PIECES OF OUR PAST - THE ET CETERA CHRONICLES VOL. 102

 THE ET CETERA CHRONICLES - VOL.102



IN COMING! - Miss Lily Hightower was truly a competent and talented librarian at the eight-year-old Carnegie Library in June of 1912.  With every passing rainfall, she was incessantly aggravated at flakes of plaster falling to the wooden library floor.  One day, Miss Lily left her seat at her desk to attend to an errand.  Just a few moments later, Miss Hightower was astounded by the sound of a one-hundred-pound slab of plaster colliding with her chair.  The flustered librarian composed herself and contacted the head of the Library Board.  The board quickly concluded that a pressed steel roof would be installed for everyone's protection.  That roof remains in the building today.  Laurens County Herald, June 27, 1912. 

BEER AND CIGARETTES TO GO - Walter Wooten, of Wheeler County, needed a drag from a pack of cigarettes, with some hooch to wash it down.  So, he mounted his bicycle and headed north into “The Barrell” in the Cedar Grove community some fourteen crow-fly miles away.  He stole as many cigarettes, beer, and wine as he could carry back to the privacy of his home.  Laurens County Sheriff Carlus Gay and his deputies sped to the scene of the crime.  They followed Wooten’s bike tracts through a cornfield, a pasture, and a potato patch until they caught up with the fleeing felon.  Atlanta Constitution, July 13, 1955. 

NOTHING TO IT -  Major Murah Sturgis, of Dublin, Georgia,  was not a person who had ever driven a horse in a wagon or buggy, much less a trotting horse in a real race on an oval track. Neither did any of the other military personnel who also agreed to their first chance in a horse race.   At the last minute, Sturgis was called upon to race Cornigliana, a fast trotter, which had never lost a race on the track in Naples, Florida.  From the start, Sturgis pushed the horse to a personal record of one minute and twenty-four and eight-tenths of a second, some two seconds faster than in past races.  Admiral William E. Fetchteler won two dollars when he chose the horse driven by an army man.  Atlanta Constitution, November  22, 1954. 

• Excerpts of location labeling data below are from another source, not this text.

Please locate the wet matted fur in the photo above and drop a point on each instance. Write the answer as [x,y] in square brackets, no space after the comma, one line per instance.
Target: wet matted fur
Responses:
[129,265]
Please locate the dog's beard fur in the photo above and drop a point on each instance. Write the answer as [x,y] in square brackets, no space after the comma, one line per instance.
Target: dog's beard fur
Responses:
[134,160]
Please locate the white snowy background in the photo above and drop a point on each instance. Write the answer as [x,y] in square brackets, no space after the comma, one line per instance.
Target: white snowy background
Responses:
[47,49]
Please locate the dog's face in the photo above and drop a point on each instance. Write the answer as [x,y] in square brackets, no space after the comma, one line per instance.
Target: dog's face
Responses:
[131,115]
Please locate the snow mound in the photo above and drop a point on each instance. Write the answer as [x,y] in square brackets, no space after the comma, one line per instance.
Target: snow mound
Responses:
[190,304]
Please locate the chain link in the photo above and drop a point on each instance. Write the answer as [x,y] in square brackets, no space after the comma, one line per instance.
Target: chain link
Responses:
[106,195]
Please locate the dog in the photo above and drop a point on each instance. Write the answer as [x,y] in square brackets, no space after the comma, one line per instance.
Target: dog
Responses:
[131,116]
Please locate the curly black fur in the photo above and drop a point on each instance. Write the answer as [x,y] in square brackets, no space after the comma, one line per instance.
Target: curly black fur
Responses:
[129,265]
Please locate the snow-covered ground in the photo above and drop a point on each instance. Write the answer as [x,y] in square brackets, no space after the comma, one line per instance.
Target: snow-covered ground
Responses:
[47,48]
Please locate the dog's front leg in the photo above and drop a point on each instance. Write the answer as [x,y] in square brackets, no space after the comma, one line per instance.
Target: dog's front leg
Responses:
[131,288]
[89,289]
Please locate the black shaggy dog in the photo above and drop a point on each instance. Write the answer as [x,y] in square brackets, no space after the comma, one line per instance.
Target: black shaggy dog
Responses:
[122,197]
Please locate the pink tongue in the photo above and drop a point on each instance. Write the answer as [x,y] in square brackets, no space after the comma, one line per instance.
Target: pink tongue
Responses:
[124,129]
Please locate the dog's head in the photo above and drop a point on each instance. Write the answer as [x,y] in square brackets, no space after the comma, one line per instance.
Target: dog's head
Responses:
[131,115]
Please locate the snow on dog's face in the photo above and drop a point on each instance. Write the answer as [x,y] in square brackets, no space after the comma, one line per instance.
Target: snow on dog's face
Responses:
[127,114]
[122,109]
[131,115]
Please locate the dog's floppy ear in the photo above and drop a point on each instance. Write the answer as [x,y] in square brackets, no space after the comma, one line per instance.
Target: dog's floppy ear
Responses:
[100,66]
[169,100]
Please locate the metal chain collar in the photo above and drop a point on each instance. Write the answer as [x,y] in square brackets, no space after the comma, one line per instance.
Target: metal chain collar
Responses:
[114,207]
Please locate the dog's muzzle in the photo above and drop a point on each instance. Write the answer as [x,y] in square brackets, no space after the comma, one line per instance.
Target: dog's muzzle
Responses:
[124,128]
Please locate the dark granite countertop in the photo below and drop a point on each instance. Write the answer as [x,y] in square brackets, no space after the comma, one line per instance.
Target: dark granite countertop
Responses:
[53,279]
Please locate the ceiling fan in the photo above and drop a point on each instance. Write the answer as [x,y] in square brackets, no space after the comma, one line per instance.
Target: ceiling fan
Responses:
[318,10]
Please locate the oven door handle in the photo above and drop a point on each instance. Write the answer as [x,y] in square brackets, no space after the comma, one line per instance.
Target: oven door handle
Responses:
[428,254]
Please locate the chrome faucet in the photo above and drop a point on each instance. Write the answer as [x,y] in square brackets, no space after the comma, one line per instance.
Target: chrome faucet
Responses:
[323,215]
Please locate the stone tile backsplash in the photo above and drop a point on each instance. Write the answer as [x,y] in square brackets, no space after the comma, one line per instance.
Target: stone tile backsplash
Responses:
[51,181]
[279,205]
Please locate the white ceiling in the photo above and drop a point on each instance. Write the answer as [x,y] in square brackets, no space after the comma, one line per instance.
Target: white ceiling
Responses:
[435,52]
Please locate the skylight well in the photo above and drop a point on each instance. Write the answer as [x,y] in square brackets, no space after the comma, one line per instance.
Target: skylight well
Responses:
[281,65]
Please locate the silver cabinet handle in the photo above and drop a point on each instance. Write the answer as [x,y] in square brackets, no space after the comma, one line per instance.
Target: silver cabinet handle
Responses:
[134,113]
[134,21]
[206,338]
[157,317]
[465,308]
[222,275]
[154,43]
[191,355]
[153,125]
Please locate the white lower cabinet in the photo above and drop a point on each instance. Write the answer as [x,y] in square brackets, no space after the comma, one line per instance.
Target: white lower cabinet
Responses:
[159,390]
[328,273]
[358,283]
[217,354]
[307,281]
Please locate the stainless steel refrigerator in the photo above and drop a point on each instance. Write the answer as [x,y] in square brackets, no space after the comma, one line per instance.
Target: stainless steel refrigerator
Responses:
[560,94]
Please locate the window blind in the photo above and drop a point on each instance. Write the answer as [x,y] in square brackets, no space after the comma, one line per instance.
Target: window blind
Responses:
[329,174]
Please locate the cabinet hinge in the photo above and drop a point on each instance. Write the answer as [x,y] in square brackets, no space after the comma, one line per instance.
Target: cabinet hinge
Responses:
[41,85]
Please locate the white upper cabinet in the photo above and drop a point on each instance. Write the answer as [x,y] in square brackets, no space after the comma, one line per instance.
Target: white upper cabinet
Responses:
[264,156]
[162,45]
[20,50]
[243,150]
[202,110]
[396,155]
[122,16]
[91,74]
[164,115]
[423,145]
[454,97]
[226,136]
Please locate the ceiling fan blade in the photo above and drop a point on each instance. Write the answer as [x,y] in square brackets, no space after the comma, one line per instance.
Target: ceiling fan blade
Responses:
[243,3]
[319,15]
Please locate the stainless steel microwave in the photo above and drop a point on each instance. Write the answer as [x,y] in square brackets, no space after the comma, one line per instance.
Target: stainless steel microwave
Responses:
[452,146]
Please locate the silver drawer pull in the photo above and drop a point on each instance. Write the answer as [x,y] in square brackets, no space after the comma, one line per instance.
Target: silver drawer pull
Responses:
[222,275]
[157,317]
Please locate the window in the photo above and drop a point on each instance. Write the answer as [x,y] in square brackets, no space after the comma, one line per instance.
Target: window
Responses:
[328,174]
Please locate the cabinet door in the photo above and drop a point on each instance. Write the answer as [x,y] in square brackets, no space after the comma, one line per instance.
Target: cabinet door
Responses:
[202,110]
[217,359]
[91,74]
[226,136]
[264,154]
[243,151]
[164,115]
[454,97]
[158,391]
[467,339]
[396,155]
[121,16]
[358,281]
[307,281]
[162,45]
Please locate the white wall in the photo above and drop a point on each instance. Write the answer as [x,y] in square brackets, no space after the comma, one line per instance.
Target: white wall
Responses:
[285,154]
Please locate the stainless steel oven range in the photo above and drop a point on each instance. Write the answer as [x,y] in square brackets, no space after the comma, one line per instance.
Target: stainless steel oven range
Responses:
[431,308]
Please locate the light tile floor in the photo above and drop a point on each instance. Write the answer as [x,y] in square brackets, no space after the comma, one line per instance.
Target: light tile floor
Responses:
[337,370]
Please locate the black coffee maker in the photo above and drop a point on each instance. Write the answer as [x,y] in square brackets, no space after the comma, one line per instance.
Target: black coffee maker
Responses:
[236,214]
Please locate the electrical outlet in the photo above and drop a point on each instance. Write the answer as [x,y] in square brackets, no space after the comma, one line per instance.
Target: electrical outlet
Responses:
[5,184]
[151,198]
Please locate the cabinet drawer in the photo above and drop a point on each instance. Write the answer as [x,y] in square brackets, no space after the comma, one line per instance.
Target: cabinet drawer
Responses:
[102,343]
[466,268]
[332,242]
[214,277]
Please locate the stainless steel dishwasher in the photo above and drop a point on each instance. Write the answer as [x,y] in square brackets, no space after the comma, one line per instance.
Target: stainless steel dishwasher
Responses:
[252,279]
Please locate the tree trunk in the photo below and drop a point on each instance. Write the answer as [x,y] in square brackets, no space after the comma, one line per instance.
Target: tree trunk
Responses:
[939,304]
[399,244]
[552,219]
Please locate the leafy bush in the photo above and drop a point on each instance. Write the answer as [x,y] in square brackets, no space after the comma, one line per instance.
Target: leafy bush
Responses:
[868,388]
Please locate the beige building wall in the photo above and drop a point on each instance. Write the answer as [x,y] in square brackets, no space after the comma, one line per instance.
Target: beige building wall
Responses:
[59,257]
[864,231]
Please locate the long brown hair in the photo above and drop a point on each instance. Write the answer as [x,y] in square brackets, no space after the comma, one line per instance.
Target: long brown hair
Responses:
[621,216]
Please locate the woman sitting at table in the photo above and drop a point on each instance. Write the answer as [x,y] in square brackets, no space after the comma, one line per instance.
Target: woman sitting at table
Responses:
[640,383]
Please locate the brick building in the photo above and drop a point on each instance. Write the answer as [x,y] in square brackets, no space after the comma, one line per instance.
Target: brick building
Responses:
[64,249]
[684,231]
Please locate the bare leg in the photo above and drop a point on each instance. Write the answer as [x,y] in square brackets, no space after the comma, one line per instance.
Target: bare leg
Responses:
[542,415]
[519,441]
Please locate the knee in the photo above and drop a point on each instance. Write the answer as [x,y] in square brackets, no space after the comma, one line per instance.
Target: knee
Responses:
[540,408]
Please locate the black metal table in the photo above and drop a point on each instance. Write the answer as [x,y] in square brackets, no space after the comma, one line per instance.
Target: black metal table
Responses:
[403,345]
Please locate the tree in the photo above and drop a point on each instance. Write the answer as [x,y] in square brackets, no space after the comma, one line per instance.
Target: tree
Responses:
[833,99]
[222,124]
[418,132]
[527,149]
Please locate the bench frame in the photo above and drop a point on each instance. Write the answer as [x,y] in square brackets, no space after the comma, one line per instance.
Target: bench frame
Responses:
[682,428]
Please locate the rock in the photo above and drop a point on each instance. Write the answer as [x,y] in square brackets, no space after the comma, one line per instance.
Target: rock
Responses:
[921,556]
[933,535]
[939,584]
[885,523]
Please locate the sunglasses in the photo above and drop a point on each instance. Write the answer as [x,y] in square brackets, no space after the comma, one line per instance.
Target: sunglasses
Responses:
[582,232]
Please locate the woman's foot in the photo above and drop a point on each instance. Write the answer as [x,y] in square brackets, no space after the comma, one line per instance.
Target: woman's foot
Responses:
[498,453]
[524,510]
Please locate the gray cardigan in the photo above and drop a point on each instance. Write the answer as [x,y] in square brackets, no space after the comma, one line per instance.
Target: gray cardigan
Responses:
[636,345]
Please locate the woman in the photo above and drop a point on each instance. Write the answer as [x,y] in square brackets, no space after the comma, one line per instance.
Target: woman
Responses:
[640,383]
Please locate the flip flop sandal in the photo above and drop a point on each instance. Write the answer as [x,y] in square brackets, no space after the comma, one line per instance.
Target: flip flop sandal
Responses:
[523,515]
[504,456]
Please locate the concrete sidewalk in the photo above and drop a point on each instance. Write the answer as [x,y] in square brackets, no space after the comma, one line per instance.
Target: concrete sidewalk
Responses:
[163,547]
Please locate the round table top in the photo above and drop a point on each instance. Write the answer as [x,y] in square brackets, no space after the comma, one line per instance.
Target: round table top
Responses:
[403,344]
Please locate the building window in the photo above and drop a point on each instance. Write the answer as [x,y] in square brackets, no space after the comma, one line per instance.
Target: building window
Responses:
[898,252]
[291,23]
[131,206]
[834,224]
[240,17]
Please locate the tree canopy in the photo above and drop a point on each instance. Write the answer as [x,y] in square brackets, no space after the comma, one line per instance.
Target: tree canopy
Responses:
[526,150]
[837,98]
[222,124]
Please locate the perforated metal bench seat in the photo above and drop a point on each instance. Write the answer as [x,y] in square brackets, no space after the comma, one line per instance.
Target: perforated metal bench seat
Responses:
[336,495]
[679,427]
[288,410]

COMMANDER OF HELL - Lieutenant Colonel Ralph Webb, a former Dublin jeweler, served his country for more than two decades.  Webb enlisted in the local company of the Georgia National Guard in 1923.  Webb landed in France in September 1944.  Assigned to the 9th and 102nd divisions, Webb was assigned the duty of commanding a prison in Dachau, Germany with 20,000 German SS prisoners inside its walls.  In the five years before 1946, more than 30,000 Jews and other prisoners were murdered there. Dublin Courier Herald, September 23, 1947.

STOP STEALING MY COTTON PICKIN’ HELP - Keeping good help has always been a challenge to businessmen and farmers.  It got so bad in the autumn of 1879 that cotton farmers had to defend themselves against other farmers coming onto their cotton fields and stealing workers.  Camden SC Journal, Dec. 25, 1879.

KUKLUXKARMA - In the late summer of 1879, just across the Laurens County line in what is now Bleckley County, Frank Smith was killed while  in the act of killing a Negro man, “Sugar Bill.”  Smith snuck into the man’s watermelon patch.  Smith objected, and a general row commenced.  Smith, vowing revenge, assembled a party of Klansmen, who sought out the home of one Riley Smith, where “Sugar Bill” was staying.  The masked Avengers broke down the door of the Smith home and kidnapped Bill and his wife.  

Riley Smith and his good friend John Donaldson ventured out to confront the invaders, who began firing, wounding Riley Smith.  The less-than-all-powerful klansmen tucked their robes between their tails and fled into the sanctuary of darkness.

Smith and Donaldson recovered and approached what appeared to be a dead body.  The corpse belonged to Frank Smith, the instigator of the whole tragic night.  Smith was still grasping his pathetic two-barrel derringer with one more bullet left.   When Smith’s body was presented before a coroner’s jury, he lay on a bed of karma, still wearing his robes of terror.  Cincinnati Daily Star, September 23, 1879.